I've done this to restore so many scratched discs. Just make sure it's the
clear/thick side of the disc you're buffing, NOT the label (as the data layer
is just underneath the label).

------
mrpippy
Ooh more source code for classic Mac games! Most of the big PC games that have
source releases (like the id engines) just came with DOS/Windows source, not
the Mac ports.

------
TheForumTroll
Yet another reason I'm not backing on Kickstarter any more. Only good thing to
say about Kickstarter these days is that at least it isn't fig.co

------
Kristine1975
[https://github.com/ToxicFrog/shockmac/blob/master/ShockMac/G...](https://github.com/ToxicFrog/shockmac/blob/master/ShockMac/Game%20Src/BlitLargeAlign.s)

    
    
        inslwi   r0,r10,16,8
        insrwi   r11,r10,16,8
        rlwimi   r0,r10,16,24,31
    

How I missed this!

------
xedarius
I like is the fact the game is written in fixed point maths.
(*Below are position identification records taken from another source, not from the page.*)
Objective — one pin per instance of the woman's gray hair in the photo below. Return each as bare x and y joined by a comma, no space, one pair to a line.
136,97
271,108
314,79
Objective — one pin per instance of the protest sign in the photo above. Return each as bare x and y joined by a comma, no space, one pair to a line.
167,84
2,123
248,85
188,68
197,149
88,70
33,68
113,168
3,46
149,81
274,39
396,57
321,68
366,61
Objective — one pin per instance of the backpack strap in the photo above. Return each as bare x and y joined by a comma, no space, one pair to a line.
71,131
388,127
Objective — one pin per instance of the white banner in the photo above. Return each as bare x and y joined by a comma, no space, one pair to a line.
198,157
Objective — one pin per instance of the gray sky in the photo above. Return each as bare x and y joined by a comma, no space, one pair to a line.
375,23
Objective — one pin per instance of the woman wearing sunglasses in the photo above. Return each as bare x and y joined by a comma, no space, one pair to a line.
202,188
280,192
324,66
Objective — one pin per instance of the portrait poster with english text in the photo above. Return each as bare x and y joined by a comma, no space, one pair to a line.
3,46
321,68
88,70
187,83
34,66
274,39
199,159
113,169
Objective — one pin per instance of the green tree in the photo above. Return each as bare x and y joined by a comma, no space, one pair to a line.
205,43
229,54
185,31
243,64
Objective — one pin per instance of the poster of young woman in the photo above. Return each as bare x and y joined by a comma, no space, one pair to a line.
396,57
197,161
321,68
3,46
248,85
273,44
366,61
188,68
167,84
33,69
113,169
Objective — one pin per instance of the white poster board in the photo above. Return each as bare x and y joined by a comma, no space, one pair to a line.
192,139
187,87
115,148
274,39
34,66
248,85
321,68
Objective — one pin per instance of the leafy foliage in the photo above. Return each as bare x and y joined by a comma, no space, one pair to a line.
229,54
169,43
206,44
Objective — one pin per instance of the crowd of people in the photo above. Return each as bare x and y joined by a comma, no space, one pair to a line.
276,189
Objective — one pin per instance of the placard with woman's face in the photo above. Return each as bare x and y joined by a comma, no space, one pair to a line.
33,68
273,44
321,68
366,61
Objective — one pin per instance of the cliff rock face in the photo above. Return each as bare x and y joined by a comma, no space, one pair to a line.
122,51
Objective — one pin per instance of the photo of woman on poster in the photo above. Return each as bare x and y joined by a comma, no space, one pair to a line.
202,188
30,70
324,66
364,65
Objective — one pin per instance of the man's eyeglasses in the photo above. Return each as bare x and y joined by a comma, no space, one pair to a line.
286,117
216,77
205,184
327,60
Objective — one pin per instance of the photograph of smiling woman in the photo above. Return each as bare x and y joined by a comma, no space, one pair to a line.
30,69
It's easy to forget that when this game was written computers either a) didn't
have an FPU or b) the FPU was so slow it was useless.

I bet if I searched through the code long enough I'd find a sin/cos lookup
table too :)

------
latte
Wow!

One question I have wanted to ask for a long time - why is the source code for
old games often released under a free license, but artwork and other assets
are not?

What are the incentives of the publisher in this case and why are they
different for the source code and for the asset?

------
Tloewald
I have a copy of _System Shock_ for Mac somewhere. I played it on the PC but
never finished it and picked up the Mac version later at a discount. I was
very disappointed to discover it had a crashing bug mid-game for which I could
find no workaround.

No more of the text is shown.